From Test-Scratch-Wiki

Archive.png This article or section documents a feature not included in the current version of Scratch (3.0). It is only useful from a historical perspective.
When a project is running online, it is actually running in an application called the Flash Player. These players are completely different applications from the Scratch program. They sometimes behave a bit differently from the Scratch Program, which might cause problems for your project.


Note Note: Most of the things listed below are only problems in the Java Player which is not used anymore.

Timing

Often, the reason that projects act differently online has to do with the timing of things. There may be several scripts all starting on a given broadcast event that really need to act in a certain order.
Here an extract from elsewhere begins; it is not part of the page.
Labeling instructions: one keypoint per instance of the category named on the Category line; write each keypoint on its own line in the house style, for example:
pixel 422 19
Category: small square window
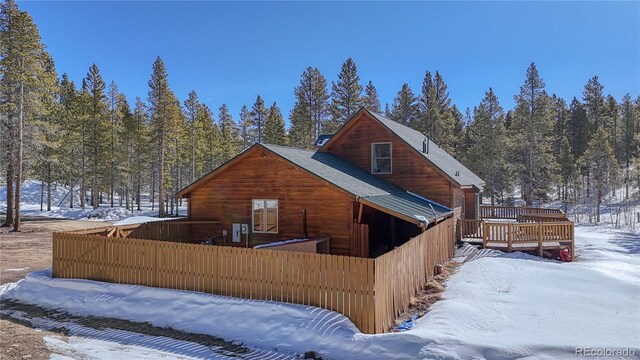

They work fine in Scratch but, because some events happen a little faster or slower online, they do not work right online. You can usually cure these kind of problems by adding short wait or wait until blocks ahead of the events that should happen later.

Initialization

It also helps if the project initializes properly when the Green Flag is pressed. That means that all the variables are set to the right starting values, all the sprites are put in the right starting place and so on. Any Forever loops that are checking for a certain variable value should have a short wait ahead of them to make sure that the variable has time to get set to the right starting value before the Forever loop starts checking it.

Large Sprites

Sprites can get much larger than the Stage in the Scratch Program. But in the Java Player, sprites cannot be larger than the screen. The only workaround here is to break your very large sprites into smaller values.

Lists

If you try accessing a list item that does not exist, the project fails online, but does not offline - which can be a pretty common problem in a number of projects. A good workaround is to access item n mod l of the list, where n is the item number you want to find and l is the length of the list.

Mathematical Impossibilities

Division by zero, roots of negative numbers, trigonometric errors, or other mathematical impossibilities cause the script to fail offline but continue online.

Examples of mathematical impossibilities.

Obsolete Blocks

See also: Undefined Blocks

Obsolete Blocks will stop a script in the Java player, but not not in the Flash or Scratch players. This makes them ideal for online/offline detectors.